Solving the phase problem in fiber diffraction. Application to tobacco mosaic virus at 3.6 Å resolution

The diffracting particles that give rise to a fiber diffraction pattern are randomly oriented about the fiber axis and, in consequence, the diffraction pattern is cylindrically averaged. The phase problem in fiber diffraction is not only to determine the phase in the usual crystallographic sense, but to overcome the loss of information from this averaging. This has been done by a multi-dimensional analog of protein crystallographic isomorphous replacement, combined with the use of information from the fine splitting of layer lines that occurs when a helical structure repeats approximately, but not exactly, in a given number of turns. The phases thus determined have been refined by a solvent-flattening procedure.

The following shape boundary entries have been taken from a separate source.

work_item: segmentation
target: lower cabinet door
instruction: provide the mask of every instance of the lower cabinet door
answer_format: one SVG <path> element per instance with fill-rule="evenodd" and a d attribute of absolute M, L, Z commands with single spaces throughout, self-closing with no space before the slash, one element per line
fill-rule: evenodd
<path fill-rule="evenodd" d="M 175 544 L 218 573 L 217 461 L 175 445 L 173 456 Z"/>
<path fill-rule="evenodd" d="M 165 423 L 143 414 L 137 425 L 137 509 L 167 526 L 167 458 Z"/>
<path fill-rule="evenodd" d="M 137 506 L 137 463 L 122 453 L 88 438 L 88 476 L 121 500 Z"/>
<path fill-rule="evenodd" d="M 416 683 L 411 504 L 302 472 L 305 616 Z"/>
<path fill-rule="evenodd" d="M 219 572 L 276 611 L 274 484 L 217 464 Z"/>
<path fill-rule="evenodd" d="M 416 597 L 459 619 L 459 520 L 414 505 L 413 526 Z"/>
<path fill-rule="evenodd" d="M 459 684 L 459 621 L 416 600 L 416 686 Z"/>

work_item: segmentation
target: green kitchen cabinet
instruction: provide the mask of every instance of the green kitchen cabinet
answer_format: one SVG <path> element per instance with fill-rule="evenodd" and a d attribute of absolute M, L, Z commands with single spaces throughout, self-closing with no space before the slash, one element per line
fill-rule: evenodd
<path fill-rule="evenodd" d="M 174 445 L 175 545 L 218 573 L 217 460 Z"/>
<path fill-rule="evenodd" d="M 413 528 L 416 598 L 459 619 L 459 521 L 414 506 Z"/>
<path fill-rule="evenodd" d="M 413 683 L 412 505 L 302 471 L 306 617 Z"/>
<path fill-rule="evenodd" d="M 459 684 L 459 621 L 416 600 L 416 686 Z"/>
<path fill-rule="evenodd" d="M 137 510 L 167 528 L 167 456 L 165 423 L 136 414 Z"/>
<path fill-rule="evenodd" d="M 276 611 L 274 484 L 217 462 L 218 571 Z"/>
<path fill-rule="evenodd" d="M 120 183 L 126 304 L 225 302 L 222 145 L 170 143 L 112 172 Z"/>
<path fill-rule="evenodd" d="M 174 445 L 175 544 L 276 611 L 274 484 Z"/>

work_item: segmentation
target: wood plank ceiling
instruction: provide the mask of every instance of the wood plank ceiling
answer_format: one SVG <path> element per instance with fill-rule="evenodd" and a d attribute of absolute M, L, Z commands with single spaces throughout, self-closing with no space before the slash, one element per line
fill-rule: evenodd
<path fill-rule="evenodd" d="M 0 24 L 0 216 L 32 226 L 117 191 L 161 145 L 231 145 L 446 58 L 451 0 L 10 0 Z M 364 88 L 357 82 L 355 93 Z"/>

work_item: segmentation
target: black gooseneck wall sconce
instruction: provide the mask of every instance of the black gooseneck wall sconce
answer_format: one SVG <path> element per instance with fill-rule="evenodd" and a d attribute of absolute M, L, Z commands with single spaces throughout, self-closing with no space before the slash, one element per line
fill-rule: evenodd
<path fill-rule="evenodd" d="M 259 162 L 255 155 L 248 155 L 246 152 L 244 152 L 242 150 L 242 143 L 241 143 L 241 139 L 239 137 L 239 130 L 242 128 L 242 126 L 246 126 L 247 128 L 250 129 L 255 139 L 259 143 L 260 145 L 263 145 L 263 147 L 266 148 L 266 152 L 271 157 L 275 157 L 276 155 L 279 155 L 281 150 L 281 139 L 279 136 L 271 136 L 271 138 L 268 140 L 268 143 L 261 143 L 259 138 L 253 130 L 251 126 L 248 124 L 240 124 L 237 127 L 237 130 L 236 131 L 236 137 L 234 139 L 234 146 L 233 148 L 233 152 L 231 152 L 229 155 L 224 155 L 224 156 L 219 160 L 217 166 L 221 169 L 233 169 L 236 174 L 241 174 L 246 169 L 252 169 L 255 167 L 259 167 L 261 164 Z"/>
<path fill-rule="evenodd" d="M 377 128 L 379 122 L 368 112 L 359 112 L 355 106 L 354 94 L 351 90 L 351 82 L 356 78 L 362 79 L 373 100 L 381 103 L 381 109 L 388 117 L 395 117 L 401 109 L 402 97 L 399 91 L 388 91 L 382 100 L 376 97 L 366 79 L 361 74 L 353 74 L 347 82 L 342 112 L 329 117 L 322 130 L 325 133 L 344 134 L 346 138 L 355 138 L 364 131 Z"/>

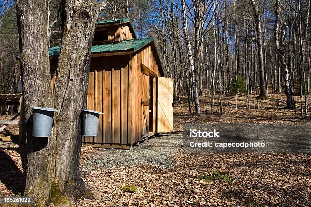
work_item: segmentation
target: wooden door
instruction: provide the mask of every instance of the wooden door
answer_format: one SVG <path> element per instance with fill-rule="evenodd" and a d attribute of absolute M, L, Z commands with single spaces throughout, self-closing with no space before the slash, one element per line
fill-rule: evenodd
<path fill-rule="evenodd" d="M 157 132 L 172 131 L 174 80 L 157 78 Z"/>

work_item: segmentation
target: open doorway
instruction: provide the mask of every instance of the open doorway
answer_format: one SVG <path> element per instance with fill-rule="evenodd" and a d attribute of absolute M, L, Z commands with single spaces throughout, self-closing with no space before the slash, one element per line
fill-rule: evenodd
<path fill-rule="evenodd" d="M 149 76 L 149 131 L 153 131 L 153 78 Z"/>

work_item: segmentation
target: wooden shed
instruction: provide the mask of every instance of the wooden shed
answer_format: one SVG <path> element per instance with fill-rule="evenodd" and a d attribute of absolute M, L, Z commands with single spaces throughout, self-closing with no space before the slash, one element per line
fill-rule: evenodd
<path fill-rule="evenodd" d="M 60 50 L 49 49 L 52 74 Z M 83 137 L 83 143 L 130 148 L 173 131 L 173 80 L 163 77 L 152 38 L 137 38 L 129 19 L 99 22 L 91 51 L 87 108 L 104 114 L 98 135 Z"/>

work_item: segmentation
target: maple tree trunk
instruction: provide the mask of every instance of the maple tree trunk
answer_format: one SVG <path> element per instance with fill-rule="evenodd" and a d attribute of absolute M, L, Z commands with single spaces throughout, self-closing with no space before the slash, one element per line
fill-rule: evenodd
<path fill-rule="evenodd" d="M 266 84 L 265 83 L 262 41 L 261 38 L 261 27 L 260 25 L 260 16 L 258 9 L 258 3 L 257 2 L 256 0 L 251 0 L 251 3 L 252 3 L 252 7 L 253 7 L 254 12 L 254 19 L 255 22 L 256 36 L 257 38 L 257 49 L 259 66 L 259 84 L 260 85 L 260 93 L 259 94 L 258 99 L 265 100 L 267 98 L 267 91 L 266 90 Z"/>
<path fill-rule="evenodd" d="M 86 99 L 92 37 L 100 10 L 97 1 L 63 1 L 62 42 L 52 93 L 48 51 L 48 2 L 18 0 L 16 11 L 24 100 L 26 142 L 24 195 L 38 206 L 66 206 L 89 190 L 79 169 L 81 110 Z M 59 110 L 52 135 L 32 137 L 32 108 Z M 87 192 L 88 194 L 89 192 Z"/>

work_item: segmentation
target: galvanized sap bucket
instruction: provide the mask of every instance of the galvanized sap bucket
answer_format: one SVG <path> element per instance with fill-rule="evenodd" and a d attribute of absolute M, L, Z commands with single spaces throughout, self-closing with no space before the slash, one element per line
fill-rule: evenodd
<path fill-rule="evenodd" d="M 96 111 L 83 109 L 82 135 L 96 136 L 98 134 L 99 115 L 103 113 Z"/>
<path fill-rule="evenodd" d="M 33 136 L 50 136 L 53 127 L 54 113 L 59 111 L 50 108 L 34 107 L 33 108 Z"/>

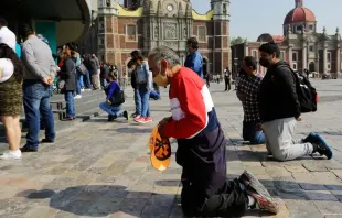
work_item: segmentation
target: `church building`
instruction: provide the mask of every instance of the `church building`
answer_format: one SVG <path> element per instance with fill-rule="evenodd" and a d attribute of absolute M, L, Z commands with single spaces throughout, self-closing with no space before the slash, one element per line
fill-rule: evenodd
<path fill-rule="evenodd" d="M 232 46 L 232 61 L 235 68 L 241 65 L 244 56 L 259 58 L 258 48 L 263 43 L 276 42 L 280 47 L 281 59 L 288 62 L 295 70 L 328 73 L 335 76 L 342 70 L 341 35 L 329 35 L 324 28 L 317 30 L 314 13 L 303 6 L 303 0 L 295 0 L 295 8 L 284 19 L 282 35 L 261 34 L 256 42 L 245 42 Z M 260 73 L 266 69 L 259 66 Z"/>
<path fill-rule="evenodd" d="M 205 14 L 192 8 L 191 0 L 98 0 L 97 54 L 127 72 L 130 52 L 145 55 L 165 45 L 186 57 L 186 40 L 197 37 L 204 64 L 212 74 L 231 65 L 229 0 L 212 0 Z M 196 3 L 197 0 L 196 0 Z"/>

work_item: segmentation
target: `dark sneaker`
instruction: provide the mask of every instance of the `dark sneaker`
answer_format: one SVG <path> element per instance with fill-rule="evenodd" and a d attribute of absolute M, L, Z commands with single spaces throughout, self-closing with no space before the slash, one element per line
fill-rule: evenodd
<path fill-rule="evenodd" d="M 259 195 L 264 195 L 266 197 L 270 197 L 270 194 L 266 189 L 266 187 L 252 174 L 245 171 L 238 178 L 238 181 L 245 185 L 246 192 L 257 193 Z"/>
<path fill-rule="evenodd" d="M 52 144 L 52 143 L 54 143 L 54 141 L 49 140 L 49 139 L 42 139 L 41 143 Z"/>
<path fill-rule="evenodd" d="M 330 146 L 327 144 L 327 142 L 321 138 L 321 135 L 316 134 L 311 132 L 303 142 L 310 142 L 313 145 L 313 152 L 318 152 L 321 154 L 321 156 L 327 156 L 328 160 L 331 160 L 333 154 L 330 149 Z"/>
<path fill-rule="evenodd" d="M 38 149 L 31 149 L 28 145 L 24 145 L 20 149 L 21 152 L 38 152 Z"/>
<path fill-rule="evenodd" d="M 116 115 L 108 115 L 108 122 L 114 121 L 115 119 L 117 119 Z"/>
<path fill-rule="evenodd" d="M 127 121 L 129 120 L 129 116 L 128 116 L 127 110 L 124 111 L 124 118 L 126 118 Z"/>

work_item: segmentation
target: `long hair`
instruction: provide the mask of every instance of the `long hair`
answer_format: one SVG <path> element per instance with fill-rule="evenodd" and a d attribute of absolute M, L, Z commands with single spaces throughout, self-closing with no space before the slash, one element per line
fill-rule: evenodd
<path fill-rule="evenodd" d="M 4 43 L 0 44 L 0 58 L 11 59 L 14 66 L 13 75 L 18 81 L 22 81 L 25 74 L 24 66 L 18 58 L 15 52 Z"/>

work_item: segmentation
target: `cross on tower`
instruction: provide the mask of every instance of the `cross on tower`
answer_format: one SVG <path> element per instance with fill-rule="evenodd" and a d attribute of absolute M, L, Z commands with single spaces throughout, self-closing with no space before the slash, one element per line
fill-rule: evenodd
<path fill-rule="evenodd" d="M 295 0 L 296 8 L 302 8 L 303 0 Z"/>

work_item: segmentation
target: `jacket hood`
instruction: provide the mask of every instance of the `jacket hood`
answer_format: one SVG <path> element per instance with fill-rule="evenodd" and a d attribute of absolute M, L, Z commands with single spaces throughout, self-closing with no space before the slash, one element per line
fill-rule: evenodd
<path fill-rule="evenodd" d="M 279 61 L 277 64 L 272 66 L 272 68 L 277 68 L 277 67 L 290 67 L 290 65 L 287 62 Z"/>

They have been further refined by assuming the separation of cylindrically averaged Bessel-order terms (from multi-dimensional isomorphous replacement at an early stage and from a model at a later stage) and applying conventional isomorphous replacement (two-dimensional isomorphous replacement) to determine the phases of the terms. Cycles of model building and two-dimensional isomorphous replacement were found in the case of tobacco mosaic virus to improve greatly the quality of the electron density map, and enabled an atomic model of the virus to be built based on a highly interpretable map at 3.6 Å resolution with five Bessel orders (terms overlapping because of cylindrical averaging) separated.